RNA-Seq using a reference genome¶
Author: | Liron Levin |
---|---|
Affiliation: | Bioinformatics Core Facility |
Organization: | National Institute of Biotechnology in the Negev, Ben Gurion University. |
Page Contents:
Note
In order to use this Work-Flow first:
- Install NeatSeq-Flow using conda
- Make sure that conda is in your PATH.
Steps¶
- Merge Decompression and Concatenation (IF NEADED) of read files into single files per direction.
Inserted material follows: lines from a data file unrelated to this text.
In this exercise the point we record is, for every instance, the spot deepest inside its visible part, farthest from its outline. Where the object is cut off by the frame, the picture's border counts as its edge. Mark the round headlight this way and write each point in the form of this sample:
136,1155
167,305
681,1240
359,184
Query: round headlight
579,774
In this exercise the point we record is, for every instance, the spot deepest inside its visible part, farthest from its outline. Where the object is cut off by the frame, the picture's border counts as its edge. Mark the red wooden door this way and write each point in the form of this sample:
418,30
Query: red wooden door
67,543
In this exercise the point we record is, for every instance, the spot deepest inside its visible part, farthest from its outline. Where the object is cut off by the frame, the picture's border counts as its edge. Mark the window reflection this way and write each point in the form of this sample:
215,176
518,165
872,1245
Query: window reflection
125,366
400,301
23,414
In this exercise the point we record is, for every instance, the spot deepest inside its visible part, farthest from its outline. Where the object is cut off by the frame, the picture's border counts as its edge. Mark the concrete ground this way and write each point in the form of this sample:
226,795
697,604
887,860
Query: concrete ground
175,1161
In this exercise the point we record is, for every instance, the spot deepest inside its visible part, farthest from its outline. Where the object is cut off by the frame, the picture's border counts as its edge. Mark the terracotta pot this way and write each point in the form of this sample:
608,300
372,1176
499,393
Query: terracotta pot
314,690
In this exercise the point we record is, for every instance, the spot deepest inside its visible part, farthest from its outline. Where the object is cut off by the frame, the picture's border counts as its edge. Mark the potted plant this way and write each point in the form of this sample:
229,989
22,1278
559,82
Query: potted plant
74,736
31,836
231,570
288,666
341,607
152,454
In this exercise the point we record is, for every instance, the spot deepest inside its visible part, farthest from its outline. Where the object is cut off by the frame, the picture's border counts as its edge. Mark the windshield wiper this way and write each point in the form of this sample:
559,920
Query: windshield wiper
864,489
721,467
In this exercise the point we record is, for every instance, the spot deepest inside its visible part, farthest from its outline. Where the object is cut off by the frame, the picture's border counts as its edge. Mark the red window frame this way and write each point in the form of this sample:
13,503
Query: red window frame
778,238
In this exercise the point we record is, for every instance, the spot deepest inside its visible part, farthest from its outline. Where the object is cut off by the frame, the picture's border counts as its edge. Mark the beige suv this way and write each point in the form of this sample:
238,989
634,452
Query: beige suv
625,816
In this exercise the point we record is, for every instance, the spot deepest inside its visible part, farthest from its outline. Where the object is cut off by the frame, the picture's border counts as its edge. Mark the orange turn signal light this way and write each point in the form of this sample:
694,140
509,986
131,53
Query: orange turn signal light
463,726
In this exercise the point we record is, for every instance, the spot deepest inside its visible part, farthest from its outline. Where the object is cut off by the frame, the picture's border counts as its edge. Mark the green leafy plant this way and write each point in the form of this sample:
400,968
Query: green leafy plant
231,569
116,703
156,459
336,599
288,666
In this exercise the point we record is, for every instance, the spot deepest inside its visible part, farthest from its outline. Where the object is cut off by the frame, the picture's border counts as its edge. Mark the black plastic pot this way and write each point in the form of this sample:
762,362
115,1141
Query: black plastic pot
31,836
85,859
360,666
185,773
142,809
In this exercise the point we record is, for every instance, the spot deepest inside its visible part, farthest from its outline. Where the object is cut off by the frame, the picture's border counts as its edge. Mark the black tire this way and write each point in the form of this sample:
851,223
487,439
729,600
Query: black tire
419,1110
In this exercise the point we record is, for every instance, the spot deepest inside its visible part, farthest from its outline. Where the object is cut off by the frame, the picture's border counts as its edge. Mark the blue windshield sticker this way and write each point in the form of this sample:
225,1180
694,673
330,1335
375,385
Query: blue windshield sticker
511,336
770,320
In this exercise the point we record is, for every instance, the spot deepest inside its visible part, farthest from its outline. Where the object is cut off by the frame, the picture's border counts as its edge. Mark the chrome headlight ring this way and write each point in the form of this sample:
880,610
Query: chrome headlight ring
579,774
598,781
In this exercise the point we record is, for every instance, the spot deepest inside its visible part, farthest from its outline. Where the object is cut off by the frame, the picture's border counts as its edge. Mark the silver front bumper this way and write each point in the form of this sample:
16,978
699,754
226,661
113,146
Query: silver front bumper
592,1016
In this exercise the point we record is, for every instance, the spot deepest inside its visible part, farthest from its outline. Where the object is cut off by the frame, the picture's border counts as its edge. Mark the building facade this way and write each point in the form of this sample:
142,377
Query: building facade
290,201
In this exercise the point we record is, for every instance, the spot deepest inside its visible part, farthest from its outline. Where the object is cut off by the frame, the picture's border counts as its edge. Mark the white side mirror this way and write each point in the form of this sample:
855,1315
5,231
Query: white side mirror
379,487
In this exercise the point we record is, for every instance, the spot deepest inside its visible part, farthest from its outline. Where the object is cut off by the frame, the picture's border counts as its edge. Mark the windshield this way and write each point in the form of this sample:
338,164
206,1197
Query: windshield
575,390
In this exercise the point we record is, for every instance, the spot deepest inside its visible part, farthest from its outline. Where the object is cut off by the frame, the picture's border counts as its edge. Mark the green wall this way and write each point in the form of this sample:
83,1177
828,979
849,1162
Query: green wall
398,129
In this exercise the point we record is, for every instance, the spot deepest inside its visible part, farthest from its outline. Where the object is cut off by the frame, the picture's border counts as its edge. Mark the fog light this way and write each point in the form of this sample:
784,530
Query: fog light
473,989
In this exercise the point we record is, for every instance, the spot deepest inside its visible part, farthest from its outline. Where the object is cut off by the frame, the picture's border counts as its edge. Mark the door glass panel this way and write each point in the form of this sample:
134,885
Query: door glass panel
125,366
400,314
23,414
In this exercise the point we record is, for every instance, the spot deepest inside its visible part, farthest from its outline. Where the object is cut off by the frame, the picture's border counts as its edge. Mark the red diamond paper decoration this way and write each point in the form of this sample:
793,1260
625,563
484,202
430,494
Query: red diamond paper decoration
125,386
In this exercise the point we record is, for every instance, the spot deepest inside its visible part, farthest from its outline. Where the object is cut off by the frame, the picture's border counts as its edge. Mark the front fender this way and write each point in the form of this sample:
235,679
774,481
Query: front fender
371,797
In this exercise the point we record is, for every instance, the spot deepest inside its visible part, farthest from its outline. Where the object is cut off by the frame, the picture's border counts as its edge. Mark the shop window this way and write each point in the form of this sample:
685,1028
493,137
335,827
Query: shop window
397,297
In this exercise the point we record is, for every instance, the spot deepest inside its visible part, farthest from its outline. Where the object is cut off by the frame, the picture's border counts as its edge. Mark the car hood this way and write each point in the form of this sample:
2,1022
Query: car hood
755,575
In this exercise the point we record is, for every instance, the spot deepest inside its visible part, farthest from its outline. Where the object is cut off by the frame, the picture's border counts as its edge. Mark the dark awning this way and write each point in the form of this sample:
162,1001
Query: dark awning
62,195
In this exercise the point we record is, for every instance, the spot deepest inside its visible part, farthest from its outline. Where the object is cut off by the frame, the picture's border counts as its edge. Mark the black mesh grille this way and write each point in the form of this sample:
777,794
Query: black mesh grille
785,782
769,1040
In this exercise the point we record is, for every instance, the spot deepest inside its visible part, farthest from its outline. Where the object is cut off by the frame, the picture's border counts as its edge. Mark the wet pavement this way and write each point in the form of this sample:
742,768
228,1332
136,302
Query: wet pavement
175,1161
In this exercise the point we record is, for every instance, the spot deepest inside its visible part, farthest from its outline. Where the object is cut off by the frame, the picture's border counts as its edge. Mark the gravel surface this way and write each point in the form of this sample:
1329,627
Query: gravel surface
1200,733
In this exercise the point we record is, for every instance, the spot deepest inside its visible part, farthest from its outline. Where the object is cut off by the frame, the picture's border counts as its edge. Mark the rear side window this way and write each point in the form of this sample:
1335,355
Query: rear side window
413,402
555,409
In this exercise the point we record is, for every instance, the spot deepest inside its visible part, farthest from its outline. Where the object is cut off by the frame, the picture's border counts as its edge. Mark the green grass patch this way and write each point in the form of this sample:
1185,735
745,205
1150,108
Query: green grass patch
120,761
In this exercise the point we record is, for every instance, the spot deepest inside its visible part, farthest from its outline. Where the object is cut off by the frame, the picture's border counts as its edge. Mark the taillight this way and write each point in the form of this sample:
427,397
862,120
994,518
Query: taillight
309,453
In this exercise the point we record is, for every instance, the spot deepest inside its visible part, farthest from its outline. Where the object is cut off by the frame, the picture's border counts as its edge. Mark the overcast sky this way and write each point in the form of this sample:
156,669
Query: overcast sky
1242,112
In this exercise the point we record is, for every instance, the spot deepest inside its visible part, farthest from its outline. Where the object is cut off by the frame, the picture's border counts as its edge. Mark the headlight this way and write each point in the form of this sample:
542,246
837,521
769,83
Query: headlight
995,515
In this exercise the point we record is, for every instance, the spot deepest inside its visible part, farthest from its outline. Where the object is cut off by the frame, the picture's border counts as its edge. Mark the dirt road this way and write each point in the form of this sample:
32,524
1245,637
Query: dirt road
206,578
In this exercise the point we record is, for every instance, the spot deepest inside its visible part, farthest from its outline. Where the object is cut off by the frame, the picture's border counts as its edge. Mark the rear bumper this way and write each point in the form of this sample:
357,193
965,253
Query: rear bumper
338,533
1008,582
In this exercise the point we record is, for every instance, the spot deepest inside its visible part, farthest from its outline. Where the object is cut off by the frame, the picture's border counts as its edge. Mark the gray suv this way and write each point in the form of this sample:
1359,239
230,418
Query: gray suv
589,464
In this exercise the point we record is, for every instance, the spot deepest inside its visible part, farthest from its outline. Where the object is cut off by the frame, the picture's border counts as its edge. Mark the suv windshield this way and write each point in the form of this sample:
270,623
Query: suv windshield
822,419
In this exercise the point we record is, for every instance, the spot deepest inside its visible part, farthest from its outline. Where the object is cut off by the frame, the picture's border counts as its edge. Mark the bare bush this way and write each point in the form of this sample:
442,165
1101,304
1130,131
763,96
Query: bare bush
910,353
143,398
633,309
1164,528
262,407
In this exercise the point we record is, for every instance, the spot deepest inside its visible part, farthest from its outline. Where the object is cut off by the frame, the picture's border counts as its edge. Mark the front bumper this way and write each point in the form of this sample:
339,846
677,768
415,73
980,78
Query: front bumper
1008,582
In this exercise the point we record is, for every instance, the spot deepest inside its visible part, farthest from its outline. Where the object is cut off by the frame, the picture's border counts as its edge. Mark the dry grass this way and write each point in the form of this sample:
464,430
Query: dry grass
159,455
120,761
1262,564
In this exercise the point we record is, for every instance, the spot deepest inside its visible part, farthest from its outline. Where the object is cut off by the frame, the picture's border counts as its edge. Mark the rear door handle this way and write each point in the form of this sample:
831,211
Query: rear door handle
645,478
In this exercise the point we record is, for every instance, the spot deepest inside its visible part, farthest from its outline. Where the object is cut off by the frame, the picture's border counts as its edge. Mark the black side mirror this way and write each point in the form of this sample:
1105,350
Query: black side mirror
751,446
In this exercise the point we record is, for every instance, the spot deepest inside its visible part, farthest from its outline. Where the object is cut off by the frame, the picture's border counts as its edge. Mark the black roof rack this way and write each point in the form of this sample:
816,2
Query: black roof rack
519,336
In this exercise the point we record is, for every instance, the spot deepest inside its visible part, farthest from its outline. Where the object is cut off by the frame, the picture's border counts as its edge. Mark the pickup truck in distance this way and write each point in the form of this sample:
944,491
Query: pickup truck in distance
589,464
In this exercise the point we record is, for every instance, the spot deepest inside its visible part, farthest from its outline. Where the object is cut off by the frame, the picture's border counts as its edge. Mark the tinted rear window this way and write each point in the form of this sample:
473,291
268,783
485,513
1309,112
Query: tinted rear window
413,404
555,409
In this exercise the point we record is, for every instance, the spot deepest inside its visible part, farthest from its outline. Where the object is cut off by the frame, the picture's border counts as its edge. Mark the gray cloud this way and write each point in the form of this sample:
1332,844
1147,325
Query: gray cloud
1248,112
- FastQC_Merge Quality tests on the original reads using FastQC.
- MultiQC_pre_trim Quality report on the original reads using MultiQC.
- Trim_Galore Reads trimming using Trim_Galore.
- FastQC_Trim_Galore Quality tests on reads after trimming using FastQC.
- RSEM_Genome indexing of the reference genome, mapping of the post trimming reads and count data creation.
- MultiQC_post_trim Quality report on the trimmed reads and mapping information using MultiQC.
Workflow Schema¶
Note
It is possible to add a DeSeq2 step for Differential Expression, Clustering and Functional Analyses. For more information see the DESeq2 Tutorial
Requires¶
- Paired end or single-end reads fastq files. .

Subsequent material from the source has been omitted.